Python List Comprehension

List comprehensions are a quick, easy way to create lists in Python. They offer a short, readable alternative to creating and editing lists using the lambda function and/or for-loops, and they’re considered a more Pythonic way to create and combine the functional methods filter(), map().

From the docs:

List comprehensions provide a concise way to create lists. Common applications are to make new lists where each element is the result of some operations applied to each member of another sequence or iterable, or to create a subsequence of those elements that satisfy a certain condition.


Example 1: How it works

It’s easy, honestly. You just have to adjust the way that you express your logic. List comprehensions read a little more like English.

Here’s an example. I’m stealing the first example from the docs.

Say we want to do this:

>>> numbers = range(10)
>>> squares = []
>>> for x in numbers:
...     squares.append(x**2)
... 
>>> squares
[0, 1, 4, 9, 16, 25, 36, 49, 64, 81]

To create this list using list comprehension, we could instead do this:

>>> numbers = range(10)
>>> squares2 = [x**2 for x in numbers]
>>> squares2
[0, 1, 4, 9, 16, 25, 36, 49, 64, 81]

In English, this reads a bit like:

  • Set squares2 to a list
  • Fill it with x**2 for every x in the range of 0 to 9

To compare this to a traditional function:

  • In the first part of the list comprehension, you put the operation(s) you want to do, whose return values will populate the list you’re making
  • The second part should iterate over the iterable from which you want to create your new list

Map as list comprehension


This is exactly what we do with the map() function. We take a list numbers, we map an effect across every item in that list – here the effect is raising each element to the power of 2 – and we make a new list of the return values of doing this.

The difference is that, instead of passing map a function that raises each element to the power of 2, and an iterable from which to feed into the function, we tell the list comprehension what to do with elements it receives, and we define a for-loop to do the iterating and value passing.

List comphrension has been deemed a more Pythonic way of mapping an effect onto elements in a list than the built-in map() function.

For my purpose, I’m happy to abide by best practices regardless of the philosophy, but if you care about the debate, I believe that people prefer list comprehensions to functional methods for two reasons:

  1. List comprehensions read more like math/logic expressions
  2. They also read a little more like English

Example 2

I have often seen people coming from other languages map the int() function on a list of strings they are reading in as strings. This happens all of the time reading in inputs for Hacker Rank problems.

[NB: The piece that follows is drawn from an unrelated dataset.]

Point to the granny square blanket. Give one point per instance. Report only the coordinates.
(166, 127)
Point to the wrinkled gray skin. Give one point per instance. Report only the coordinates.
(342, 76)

>>> string_input = ['10', '20', '3']
>>> int_input = map(int, string_input)
>>> int_input
[10, 20, 3]

List comprehensions are much better choice to do this in my opinion:

>>> string_input = ['10', '20', '3']
>>> int_input = [int(s) for s in string_input]
>>> int_input
[10, 20, 3]

Filter as a list comprehension


I’m going to switch to strings for a change of pace.

Let’s say we have a block of text:

text = "Hello, my name is Reed. I am 28 years old. I am a hack-hack-hackin away at the Recurse Center in NYC. I play around in Python and I like words and vinegar."

I haven’t covered the split() method. It splits a string into a list on a specified token.

text_list = text.split()  # It defaults to splitting the string over spaces
>>> text_list
['Hello,', 'my', 'name', 'is', 'Reed.', 'I', 'am', '28', 'years', 'old.', 'I', 'am', 'a', 'hack-hack-hackin', 'away', 'at', 'the', 'Recurse', 'Center', 'in', 'NYC.', 'I', 'play', 'around', 'in', 'Python', 'and', 'I', 'like', 'words', 'and', 'vinegar.']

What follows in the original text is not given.